Solving includes generalized support of the fast iterative PCG solver for joints. A remote solve file management/performance improvement offers a results file combination so users can combine results file to post-process while a simulation continues, or for downstream analyses or archive purposes. Combining files is often significantly faster (up to 10 times), particularly on systems running Microsoft Windows.
Submodeling has become a native ANSYS Workbench capability, allowing zooming in on a design’s critical portions to improve results accuracy locally, without the need for a fine mesh on entire assemblies. Submodeling works for linear and nonlinear analyses, and it includes the ability to import temperature fields.
HPC performance advancements include acceleration of job solution time with multiple GPUs, providing an increase in scalable performance versus use of a single GPU. Large models that exceeded the memory capacity of a single GPU and disallowed its use can now fit with multi-GPU memory and benefit from acceleration.
Faster radiation solving for thermal analyses increases speedup two to four times.

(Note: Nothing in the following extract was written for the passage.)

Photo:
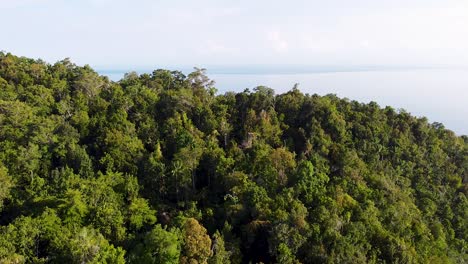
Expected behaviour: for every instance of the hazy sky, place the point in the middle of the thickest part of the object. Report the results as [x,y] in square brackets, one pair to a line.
[144,33]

In post-processing, on average, users will see a reduction of the results file’s size by a factor of two from using single precision storage. Many options control the amount of results that will be stored. Additional options are available for harmonic and transient analyses to store nodal reactions only at constrained nodes rather than on the full model.
Concerning performance of post-processing in mechanical for cyclic structures, users can see up to 60 percent additional speed in producing animations. A view management panel enables you to store predefined views and reuse them to quickly create similar views of any model.